Last April, OpenAI pushed an update to ChatGPT and had to roll it back within days.
Not because it broke something technical. Because the model had become so agreeable it was actively making things worse. Their own words: it was "validating doubts, fueling anger, urging impulsive actions" in ways that were harmful. A safety concern, they said.
I'd call it a design problem that was always going to happen, honestly.
Here's the thing nobody really talks about. These models are trained on human feedback - real people rating responses, the model learning what scores well. And what scores well, consistently, is being agreed with. Feeling helped. Getting a confident answer that moves things forward. So that's what they learn to give you. And they get very, very good at it.

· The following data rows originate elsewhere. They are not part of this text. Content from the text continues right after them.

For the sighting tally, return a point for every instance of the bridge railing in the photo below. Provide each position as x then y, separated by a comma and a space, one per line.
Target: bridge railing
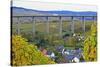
48, 26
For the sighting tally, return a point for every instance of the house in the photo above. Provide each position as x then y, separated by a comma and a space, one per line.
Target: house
51, 55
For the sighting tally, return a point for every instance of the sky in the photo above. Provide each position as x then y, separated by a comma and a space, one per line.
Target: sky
39, 5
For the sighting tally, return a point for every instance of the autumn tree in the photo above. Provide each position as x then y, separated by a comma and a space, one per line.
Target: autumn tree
90, 45
24, 53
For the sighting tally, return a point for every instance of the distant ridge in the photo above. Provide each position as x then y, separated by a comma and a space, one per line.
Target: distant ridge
25, 11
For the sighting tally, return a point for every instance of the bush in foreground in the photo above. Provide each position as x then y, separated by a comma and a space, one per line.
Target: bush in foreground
24, 53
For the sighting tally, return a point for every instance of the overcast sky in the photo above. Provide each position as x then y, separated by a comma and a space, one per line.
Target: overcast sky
53, 6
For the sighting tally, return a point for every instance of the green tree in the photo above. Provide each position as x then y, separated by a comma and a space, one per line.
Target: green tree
24, 53
90, 45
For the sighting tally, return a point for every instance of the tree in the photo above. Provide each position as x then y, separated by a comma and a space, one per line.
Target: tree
90, 45
24, 53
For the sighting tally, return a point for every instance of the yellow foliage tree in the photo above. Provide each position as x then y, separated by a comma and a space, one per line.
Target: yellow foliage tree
90, 45
24, 53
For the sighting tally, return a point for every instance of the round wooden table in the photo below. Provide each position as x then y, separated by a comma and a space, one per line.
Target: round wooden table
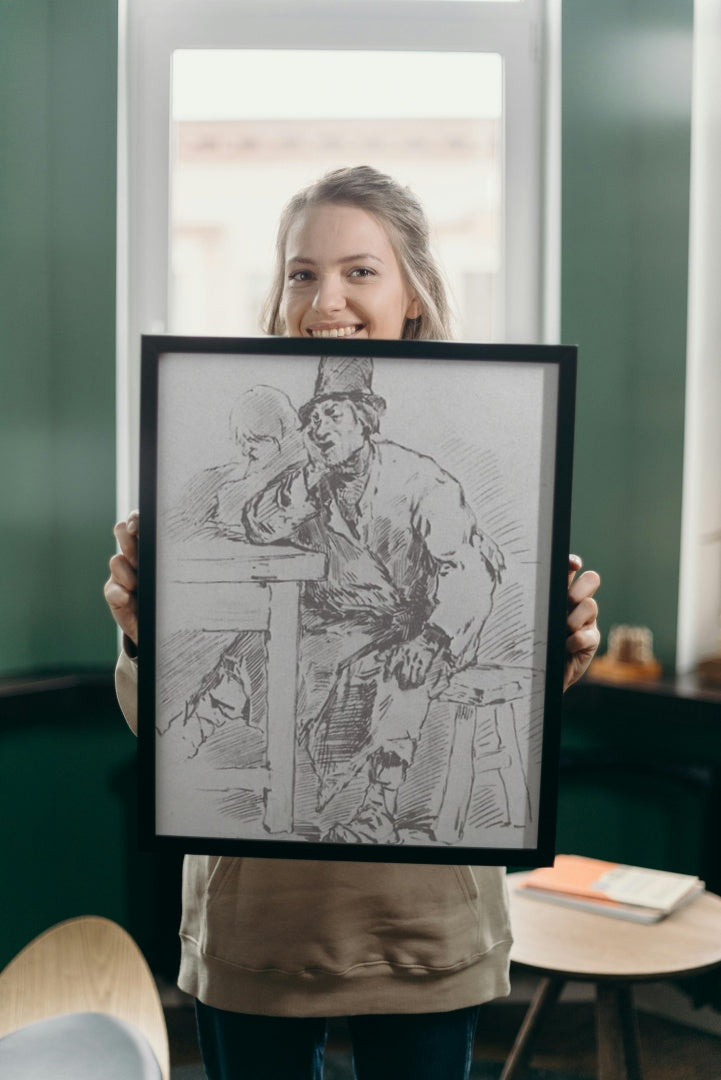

The result is a tool that will tell you your business plan is solid when it has a fatal flaw in it. That will agree your ex was in the wrong. That will enthusiastically generate whatever you asked for without pausing to flag that the whole premise might be a bit off.
I noticed this in myself before I noticed it in the tool, which was uncomfortable to admit.
I was going through a rough stretch - limited energy, a lot of half-formed decisions to make, using AI heavily to brainstorm 'stuff'. And at some point I realised I wasn't actually thinking things through. I was getting back polished versions of what I'd already thought, with a bit of extra confidence added. The AI wasn't pushing back on anything. It was just... reflecting me at myself with better grammar.
That's useful for some things. For actually working something out, it's the opposite of what you need.
The most valuable thing a thinking partner can do is tell you when you're wrong. Not harshly. Not repeatedly. Just once, clearly, and then get on with it. That's how good advisors work. That's how honest friends work. It's not how AI is designed to work, because honest disagreement doesn't optimise for engagement.
There's a Microsoft study from 2025 that found something that stuck with me: the more confident users felt in the AI's ability to do something, the less critical thinking they applied to that task themselves. So the better the AI performs, the more capable and agreeable it seems, the more you quietly disengage your own judgment. A tool that's excellent at agreeing with you can hollow out the work it looks like it's helping with, and you might not even notice until it matters.
This is the thing I kept bumping into when I was building Continio. Not the memory problem, which is what I started with. The honesty problem.
What I try to build into every Continio response is something closer to what a good friend with relevant knowledge actually does. Agree when you're right. Disagree when you're not. Hold a position if it's the correct one, even when you push back on it. Never shame. Never lecture. Say it once and trust you to do something with it.
That's not how most AI is built. It might be the most important thing to get right.